Not a man who can crush himself for six weeks and then disappear. Not a number that looks good while the body is whispering distress signals. Not a protocol that wins a screenshot and loses the next decade. I want the guy who can train hard, recover fully, think clearly, sleep deeply, love well, and still have a system that responds when life demands more from him.
There is a version of hormone care that begins with the syringe. There is another version that begins with the cell. Sometimes they meet. Sometimes they should. But the order matters, because the cell is where the story becomes real.
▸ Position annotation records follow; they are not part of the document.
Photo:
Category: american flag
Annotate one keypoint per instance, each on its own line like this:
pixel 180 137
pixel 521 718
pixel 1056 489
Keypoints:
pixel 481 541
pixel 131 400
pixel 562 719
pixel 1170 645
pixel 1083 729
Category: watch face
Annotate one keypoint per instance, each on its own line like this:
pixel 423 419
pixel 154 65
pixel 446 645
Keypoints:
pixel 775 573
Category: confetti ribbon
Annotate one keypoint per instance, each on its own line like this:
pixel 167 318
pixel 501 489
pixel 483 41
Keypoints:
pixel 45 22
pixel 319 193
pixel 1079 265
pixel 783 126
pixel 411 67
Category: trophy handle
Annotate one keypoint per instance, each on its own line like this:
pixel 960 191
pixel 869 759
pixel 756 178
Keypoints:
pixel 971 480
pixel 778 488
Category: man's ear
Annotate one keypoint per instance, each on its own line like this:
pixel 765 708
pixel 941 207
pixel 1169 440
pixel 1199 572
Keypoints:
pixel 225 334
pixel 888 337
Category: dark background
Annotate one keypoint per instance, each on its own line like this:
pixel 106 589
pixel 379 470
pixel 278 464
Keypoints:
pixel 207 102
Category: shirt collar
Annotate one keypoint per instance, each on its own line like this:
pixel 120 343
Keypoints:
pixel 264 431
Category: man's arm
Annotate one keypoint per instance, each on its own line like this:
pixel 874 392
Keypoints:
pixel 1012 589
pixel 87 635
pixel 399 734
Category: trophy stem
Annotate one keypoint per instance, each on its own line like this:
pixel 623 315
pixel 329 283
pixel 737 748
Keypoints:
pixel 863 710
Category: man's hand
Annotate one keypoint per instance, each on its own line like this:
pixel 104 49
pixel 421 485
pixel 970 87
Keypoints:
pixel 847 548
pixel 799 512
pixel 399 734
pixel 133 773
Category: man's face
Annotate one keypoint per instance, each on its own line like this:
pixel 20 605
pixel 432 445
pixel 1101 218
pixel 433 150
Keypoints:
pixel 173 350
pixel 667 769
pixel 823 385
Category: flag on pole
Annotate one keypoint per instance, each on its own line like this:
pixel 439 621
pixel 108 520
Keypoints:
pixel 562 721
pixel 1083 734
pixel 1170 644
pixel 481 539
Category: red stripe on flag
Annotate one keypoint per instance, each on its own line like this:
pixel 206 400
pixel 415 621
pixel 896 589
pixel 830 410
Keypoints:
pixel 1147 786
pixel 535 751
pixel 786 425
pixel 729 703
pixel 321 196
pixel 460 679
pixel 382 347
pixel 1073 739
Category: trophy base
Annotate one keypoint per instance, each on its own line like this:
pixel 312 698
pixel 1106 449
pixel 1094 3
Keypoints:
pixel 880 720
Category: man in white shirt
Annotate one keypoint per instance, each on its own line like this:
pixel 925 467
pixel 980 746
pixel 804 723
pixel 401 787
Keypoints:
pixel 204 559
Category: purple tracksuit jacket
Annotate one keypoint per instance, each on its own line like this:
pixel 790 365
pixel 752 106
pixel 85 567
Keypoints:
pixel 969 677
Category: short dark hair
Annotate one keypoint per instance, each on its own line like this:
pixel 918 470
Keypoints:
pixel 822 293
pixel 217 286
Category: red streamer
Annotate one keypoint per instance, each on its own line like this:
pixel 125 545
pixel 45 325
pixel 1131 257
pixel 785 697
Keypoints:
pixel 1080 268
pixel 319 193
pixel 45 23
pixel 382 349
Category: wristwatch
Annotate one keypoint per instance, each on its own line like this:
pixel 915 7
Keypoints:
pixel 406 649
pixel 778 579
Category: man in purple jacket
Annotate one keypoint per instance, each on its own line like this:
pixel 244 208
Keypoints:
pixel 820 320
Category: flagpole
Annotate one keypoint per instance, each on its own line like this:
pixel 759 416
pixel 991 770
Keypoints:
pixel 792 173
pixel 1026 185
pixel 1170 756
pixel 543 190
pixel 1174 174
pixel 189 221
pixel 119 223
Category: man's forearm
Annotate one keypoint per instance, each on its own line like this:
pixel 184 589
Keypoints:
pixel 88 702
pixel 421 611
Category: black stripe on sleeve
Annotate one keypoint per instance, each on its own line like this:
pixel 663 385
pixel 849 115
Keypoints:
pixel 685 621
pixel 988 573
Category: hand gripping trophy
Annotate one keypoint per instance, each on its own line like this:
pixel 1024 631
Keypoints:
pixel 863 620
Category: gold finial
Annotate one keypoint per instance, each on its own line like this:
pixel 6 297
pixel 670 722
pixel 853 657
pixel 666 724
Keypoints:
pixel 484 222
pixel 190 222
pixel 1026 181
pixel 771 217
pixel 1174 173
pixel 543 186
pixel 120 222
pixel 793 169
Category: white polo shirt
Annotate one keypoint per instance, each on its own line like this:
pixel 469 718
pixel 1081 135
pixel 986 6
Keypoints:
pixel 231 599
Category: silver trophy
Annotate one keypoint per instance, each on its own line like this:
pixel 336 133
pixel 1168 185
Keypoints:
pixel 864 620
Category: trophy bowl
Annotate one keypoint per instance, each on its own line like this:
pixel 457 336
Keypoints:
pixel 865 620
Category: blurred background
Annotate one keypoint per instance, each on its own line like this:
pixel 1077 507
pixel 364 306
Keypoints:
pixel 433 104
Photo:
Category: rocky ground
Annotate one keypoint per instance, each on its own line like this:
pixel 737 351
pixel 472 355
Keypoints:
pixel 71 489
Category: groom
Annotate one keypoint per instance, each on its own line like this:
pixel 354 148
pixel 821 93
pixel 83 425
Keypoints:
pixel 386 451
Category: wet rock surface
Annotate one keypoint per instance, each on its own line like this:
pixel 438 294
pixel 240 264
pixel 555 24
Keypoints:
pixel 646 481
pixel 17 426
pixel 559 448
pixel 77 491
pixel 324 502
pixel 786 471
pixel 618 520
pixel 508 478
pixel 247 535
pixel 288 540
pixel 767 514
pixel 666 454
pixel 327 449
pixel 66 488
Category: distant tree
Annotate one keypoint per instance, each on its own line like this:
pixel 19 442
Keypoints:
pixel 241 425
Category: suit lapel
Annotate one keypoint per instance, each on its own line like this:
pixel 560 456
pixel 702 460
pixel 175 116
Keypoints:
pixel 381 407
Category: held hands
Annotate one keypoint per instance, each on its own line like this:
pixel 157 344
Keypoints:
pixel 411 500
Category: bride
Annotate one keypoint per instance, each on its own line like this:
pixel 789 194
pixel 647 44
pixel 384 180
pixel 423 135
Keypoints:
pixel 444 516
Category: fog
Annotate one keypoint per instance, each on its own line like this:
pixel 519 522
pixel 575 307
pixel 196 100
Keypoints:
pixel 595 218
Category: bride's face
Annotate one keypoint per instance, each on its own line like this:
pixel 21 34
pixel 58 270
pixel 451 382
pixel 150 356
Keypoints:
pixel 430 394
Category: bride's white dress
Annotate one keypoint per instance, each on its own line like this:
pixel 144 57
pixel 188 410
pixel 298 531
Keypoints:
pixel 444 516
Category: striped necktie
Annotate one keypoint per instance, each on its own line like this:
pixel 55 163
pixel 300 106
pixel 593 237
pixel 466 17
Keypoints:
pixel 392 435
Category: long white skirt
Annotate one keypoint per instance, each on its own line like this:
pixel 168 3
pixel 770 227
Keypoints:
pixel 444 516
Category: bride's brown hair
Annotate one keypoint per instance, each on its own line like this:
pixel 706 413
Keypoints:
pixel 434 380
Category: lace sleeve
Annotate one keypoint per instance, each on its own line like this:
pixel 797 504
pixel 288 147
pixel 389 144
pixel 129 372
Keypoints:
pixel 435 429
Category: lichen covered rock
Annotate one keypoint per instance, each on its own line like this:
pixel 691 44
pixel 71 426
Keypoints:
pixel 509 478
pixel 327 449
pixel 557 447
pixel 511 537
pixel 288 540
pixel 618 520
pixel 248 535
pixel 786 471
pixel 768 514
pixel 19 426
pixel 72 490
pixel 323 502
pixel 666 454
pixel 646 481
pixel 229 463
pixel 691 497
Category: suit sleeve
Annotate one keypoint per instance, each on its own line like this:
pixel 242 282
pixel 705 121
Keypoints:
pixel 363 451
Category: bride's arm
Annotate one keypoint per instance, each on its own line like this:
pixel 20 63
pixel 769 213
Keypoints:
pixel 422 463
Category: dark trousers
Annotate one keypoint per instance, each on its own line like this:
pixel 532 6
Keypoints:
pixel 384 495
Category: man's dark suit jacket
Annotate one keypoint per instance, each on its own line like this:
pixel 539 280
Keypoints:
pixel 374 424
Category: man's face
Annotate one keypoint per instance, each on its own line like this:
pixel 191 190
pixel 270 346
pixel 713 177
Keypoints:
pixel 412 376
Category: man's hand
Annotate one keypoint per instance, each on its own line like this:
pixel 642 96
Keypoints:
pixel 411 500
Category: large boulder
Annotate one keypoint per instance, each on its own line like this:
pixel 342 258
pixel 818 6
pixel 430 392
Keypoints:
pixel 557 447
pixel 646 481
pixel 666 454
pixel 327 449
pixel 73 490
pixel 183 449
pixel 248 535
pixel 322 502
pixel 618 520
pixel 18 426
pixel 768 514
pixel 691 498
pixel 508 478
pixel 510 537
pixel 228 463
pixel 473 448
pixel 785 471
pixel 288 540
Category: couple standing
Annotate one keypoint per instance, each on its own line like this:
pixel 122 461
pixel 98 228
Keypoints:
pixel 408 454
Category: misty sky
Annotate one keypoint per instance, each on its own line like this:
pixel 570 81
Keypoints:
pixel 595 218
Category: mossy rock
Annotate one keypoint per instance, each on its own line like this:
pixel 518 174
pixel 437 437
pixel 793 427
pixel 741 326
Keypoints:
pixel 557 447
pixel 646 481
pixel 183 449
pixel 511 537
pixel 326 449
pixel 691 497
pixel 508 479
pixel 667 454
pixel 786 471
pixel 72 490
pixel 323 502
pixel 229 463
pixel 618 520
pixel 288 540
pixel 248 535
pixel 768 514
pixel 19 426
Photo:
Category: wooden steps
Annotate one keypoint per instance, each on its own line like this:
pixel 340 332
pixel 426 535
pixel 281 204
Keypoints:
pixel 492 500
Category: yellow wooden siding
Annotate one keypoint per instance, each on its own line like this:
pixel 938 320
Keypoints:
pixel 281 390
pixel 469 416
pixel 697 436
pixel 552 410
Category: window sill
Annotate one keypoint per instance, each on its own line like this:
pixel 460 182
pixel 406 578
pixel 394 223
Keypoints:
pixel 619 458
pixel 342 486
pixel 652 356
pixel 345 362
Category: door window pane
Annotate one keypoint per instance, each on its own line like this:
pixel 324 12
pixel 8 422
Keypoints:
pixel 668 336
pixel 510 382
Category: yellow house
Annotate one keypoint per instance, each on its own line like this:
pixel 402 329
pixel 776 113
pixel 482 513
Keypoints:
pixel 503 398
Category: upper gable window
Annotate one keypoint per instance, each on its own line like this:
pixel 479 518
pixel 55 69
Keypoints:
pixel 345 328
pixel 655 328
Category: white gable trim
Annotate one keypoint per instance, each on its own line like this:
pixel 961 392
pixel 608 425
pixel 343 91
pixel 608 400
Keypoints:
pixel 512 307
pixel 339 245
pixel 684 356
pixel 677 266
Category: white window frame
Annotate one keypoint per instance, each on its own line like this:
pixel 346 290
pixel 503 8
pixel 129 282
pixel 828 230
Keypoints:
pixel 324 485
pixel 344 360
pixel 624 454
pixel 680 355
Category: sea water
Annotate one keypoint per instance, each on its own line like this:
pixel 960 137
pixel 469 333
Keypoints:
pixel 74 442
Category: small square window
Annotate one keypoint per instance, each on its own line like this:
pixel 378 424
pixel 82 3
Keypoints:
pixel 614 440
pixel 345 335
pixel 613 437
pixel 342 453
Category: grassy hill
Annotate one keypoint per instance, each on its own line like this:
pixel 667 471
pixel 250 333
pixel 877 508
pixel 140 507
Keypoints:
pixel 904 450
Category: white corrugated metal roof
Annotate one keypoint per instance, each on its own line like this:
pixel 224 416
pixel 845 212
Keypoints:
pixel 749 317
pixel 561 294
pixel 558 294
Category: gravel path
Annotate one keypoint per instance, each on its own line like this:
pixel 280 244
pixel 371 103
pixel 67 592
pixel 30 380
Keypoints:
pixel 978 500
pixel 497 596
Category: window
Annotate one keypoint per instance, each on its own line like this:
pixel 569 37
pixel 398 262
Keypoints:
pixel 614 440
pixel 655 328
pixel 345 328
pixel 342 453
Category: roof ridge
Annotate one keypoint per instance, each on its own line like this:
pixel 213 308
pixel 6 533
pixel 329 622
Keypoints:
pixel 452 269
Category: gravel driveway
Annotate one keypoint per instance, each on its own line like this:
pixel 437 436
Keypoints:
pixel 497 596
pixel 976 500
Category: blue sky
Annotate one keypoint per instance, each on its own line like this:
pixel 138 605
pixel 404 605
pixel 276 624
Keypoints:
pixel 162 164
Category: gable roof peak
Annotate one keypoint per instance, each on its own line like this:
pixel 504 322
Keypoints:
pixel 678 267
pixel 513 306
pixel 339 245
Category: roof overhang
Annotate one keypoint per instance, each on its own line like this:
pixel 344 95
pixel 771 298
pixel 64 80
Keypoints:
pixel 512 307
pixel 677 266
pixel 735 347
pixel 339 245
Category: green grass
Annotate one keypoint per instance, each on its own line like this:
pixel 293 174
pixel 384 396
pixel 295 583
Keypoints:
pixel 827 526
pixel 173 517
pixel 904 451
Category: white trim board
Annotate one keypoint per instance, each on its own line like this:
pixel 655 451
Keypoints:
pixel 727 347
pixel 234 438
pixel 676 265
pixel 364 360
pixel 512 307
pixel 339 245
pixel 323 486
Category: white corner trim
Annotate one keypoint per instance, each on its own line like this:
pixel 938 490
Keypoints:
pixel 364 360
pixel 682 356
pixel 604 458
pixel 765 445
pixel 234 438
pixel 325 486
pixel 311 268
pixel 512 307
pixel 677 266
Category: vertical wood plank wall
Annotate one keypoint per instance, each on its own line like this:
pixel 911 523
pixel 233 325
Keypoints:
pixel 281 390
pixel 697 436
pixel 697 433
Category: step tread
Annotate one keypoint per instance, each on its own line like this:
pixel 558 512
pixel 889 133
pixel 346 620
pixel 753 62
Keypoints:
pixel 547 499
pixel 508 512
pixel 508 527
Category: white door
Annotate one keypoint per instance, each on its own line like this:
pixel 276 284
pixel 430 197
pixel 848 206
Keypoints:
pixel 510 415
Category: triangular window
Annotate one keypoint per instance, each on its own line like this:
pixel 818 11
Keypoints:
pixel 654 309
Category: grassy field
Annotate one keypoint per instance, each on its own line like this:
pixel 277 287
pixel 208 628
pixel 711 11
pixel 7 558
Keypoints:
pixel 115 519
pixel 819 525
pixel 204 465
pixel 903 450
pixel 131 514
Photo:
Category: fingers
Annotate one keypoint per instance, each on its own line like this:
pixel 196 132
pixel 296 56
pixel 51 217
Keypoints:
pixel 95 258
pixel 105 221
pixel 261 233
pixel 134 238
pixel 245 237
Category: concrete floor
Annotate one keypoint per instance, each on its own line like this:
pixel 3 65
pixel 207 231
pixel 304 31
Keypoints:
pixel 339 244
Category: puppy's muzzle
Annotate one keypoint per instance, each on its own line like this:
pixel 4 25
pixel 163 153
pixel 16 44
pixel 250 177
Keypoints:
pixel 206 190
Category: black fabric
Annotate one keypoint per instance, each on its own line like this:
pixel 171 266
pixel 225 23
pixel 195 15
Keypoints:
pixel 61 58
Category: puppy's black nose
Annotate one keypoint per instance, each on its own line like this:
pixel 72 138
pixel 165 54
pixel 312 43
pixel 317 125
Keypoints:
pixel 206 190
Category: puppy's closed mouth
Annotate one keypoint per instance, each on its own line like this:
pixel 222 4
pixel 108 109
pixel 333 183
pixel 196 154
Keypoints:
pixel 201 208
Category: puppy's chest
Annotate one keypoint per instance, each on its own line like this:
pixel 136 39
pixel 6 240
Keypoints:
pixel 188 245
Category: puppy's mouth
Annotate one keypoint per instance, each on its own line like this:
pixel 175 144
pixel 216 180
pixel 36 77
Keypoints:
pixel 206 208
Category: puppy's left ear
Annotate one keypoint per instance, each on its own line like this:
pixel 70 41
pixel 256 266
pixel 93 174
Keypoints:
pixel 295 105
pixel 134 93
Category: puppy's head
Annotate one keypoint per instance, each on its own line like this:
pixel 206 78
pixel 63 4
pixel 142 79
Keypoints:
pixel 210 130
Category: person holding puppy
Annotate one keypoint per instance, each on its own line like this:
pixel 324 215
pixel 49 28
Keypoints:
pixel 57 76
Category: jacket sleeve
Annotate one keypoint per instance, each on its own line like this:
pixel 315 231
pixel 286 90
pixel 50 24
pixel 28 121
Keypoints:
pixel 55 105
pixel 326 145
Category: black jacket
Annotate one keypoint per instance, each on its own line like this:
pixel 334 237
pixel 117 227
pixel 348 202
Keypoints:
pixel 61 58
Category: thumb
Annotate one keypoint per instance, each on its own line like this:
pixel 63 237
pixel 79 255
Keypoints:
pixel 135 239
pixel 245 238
Testosterone is not floating above your biology like a king. It is made inside your biology, carried through your biology, interpreted by your biology, and limited by your biology. The Leydig cell does not care what the internet says masculinity should feel like by Friday. It cares about energy, redox state, membrane integrity, inflammatory tone, and whether the factory has enough power to run without burning down.
So when a man says, “My testosterone is low,” I listen.
Then I ask what the factory has been trying to survive.
Because maybe the question was never, “How do we force more testosterone out of this body?” Maybe the better question is, “What would this man’s hormones do if his cells finally had the energy to tell the truth?”